Al primo posto, non sento ragioni e non c’è spazio per polemiche, c’è lui, cantante decente e performer eccellente: Achille Lauro

È lui e solo lui la grande spalla di Amadeus.

Perchè fino alla sua apparizione, questo Festival scorreva forse troppo sobriamente.

Poi è apparso Achille, in cima alla scalinata, e la cosa più sobria che indossava erano i tatuaggi in faccia: vestiva una cappa ricamata d’oro, sembrava un misto tra un sacerdote egizio e un frate.

Ha sceso le scale, scalzo, si è fermato al centro del palco ed ha iniziato a cantare quasi dimesso. Ad un tratto la musica è rimasta sospesa un attimo ed in quell’attimo tutto è cambiato: Achille si è strappato la cappa di dosso ed è rimasto seminudo, tatuaggi e capezzoli in bella vista, coperto solo da un attillato body dorato, ed ha dato iniziato a gridare la sua canzone. 

Eccolo, è lui la vera spalla di Amadeus: con quel modo scanzonato di muoversi, questo ragazzo pressochè nudo al centro dell’Ariston, palco di abiti sontuosi e monologhi strappacore, ha catalizzato l’attenzione su di sè, sulle luci, ha cantato e divertito. 

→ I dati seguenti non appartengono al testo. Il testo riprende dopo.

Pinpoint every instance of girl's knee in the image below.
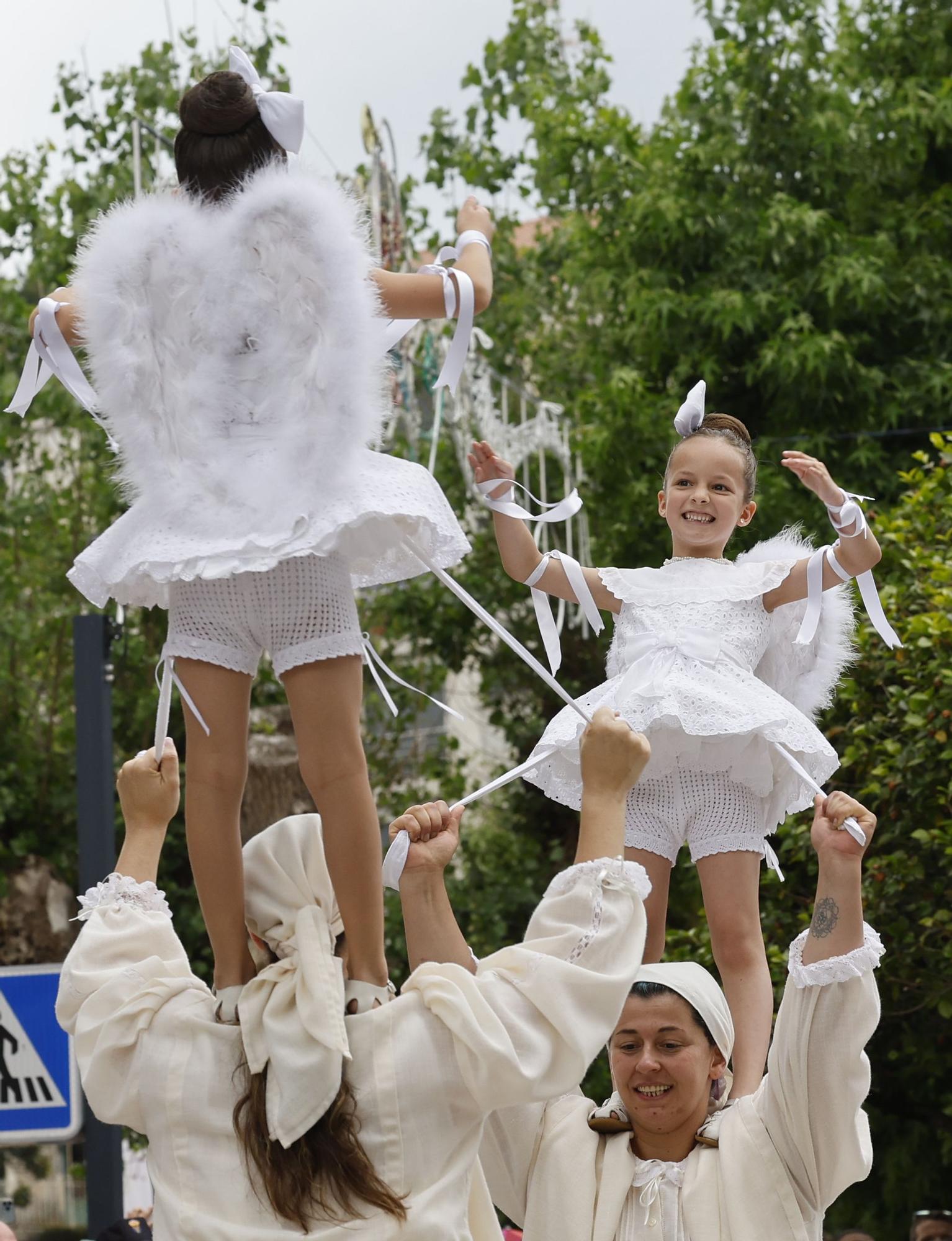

Da lì in poi è stato impossibile staccarsi dal Festival. 

Perchè va bene fare i dotti e gli impegnati, va bene preoccuparsi di violenze e tragedie, ma Sanremo è spettacolo, è allegria e se non ci fosse stato Achille Lauro, bè, tra la nonna della bonazza parlante bionda ed il lungo monologo di Rula, insomma, non si dovrebbe dire, ma che palle!